Ilva, oggi il gup decide su 47 richieste di rinvio a giudizio. Alla Camera commissari e voto di fiducia

Per l’Ilva di Taranto oggi è il giorno in cui il giudice dell’udienza preliminare, Wilma Gilli, emetterà la sentenza per gli imputati del processo “Ambiente Svenduto” (disastro ambientale originato dal siderurgico). Ma è anche il giorno in cui i commissari pubblici dell’azienda, in amministrazione straordinaria dal 21 gennaio, spiegheranno alla Camera (commissioni Ambiente e Attività produttive) a che punto sono i piani industriale e ambientale.

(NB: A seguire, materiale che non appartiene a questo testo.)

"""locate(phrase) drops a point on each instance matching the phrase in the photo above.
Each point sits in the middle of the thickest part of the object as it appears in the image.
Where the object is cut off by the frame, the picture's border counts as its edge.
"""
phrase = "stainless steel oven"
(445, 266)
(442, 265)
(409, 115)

Se il primo, oltre agli investimenti, rimanda il futuro dell’Ilva alla costituzione di una newco che dovrebbe avvenire tra autunno e fine anno, quello ambientale, invece, ha scadenze immediate. A fine mese, infatti, l’Ilva dovrà dimostrare di aver attuato l’80 per cento delle prescrizioni dell’Autorizzazione integrata ambientale. La sentenza del gup Gilli, invece, chiude la fase dell’udienza preliminare durata un anno e pone un primo punto fermo per il processo di primo grado che verrà. Il gup è chiamato a decidere sulle 47 richieste di rinvio a giudizio e sulle 5 di condanna per gli imputati che hanno scelto il patteggiamento. Richieste formulate dai pm nel dibattimento.

Rischiano il rinvio a giudizio Nicola e Fabio Riva, espressione della proprietà Ilva, gli ex direttori dello stabilimento di Taranto, Luigi Capogrosso e Adolfo Buffo, l'ex presidente della società, Bruno Ferrante, l’ex consulente, Girolamo Archinà, ma anche l’ex governatore della Puglia, Nichi Vendola, il sindaco di Taranto, Ezio Stefàno, il direttore generale di Arpa Puglia, Giorgio Assennato. Molto diversi i capi di imputazione. Il più rilevante è quello a carico dei Riva e di Capogrosso: associazione a delinquere finalizzata al disastro ambientale. Chiesto il processo anche per tre società: Riva Fire, Riva Forni Elettrici e Ilva.

A Taranto, nel frattempo, Magistratura e azienda affrontano la vicenda dell’altoforno 2 sequestrato senza facoltà d'uso dopo l’incidente mortale di giugno e ora di nuovo a rischio fermata. In un confronto tra Procura, azienda (c’era uno dei commissari, Enrico Laghi) e Carabinieri, è emersa la volontà di trovare una soluzione «giuridicamente valida e accettabile e un percorso condiviso». Adesso, a quanto pare, l’Ilva presenterà un’istanza specifica al pm – a prescindere dalle nuove norme, in fase di conversione in legge, che autorizzano l’Ilva a produrre pur con l’altoforno sequestrato – nella quale illustrerà anche le misure adottate, quelle in corso di adozione e quelle da adottare prossimamente perché la sicurezza all’altoforno 2 sia aumentata ed evitato il ripetersi di nuovi incidenti.

Nell’istanza dell’Ilva, più che il dato produttivo del siderurgico, sarà evidenziato quello di funzionamento. In questo modo, è stato detto nell'incontro, potranno essere meglio considerati gli aspetti che attengono alla sicurezza e alla prevenzione degli incidenti rilevanti, che poi sono quelli che hanno portato il pm a ordinare il sequestro dell'impianto.
Da oggi, infine, la Camera inizia a votare il dl fallimenti nel quale sono confluite le norme dell'ultimo decreto Ilva varato il 4 luglio proprio per evitare la fermata dell’altoforno 2. Il Governo ha posto la fiducia su tutto il pacchetto.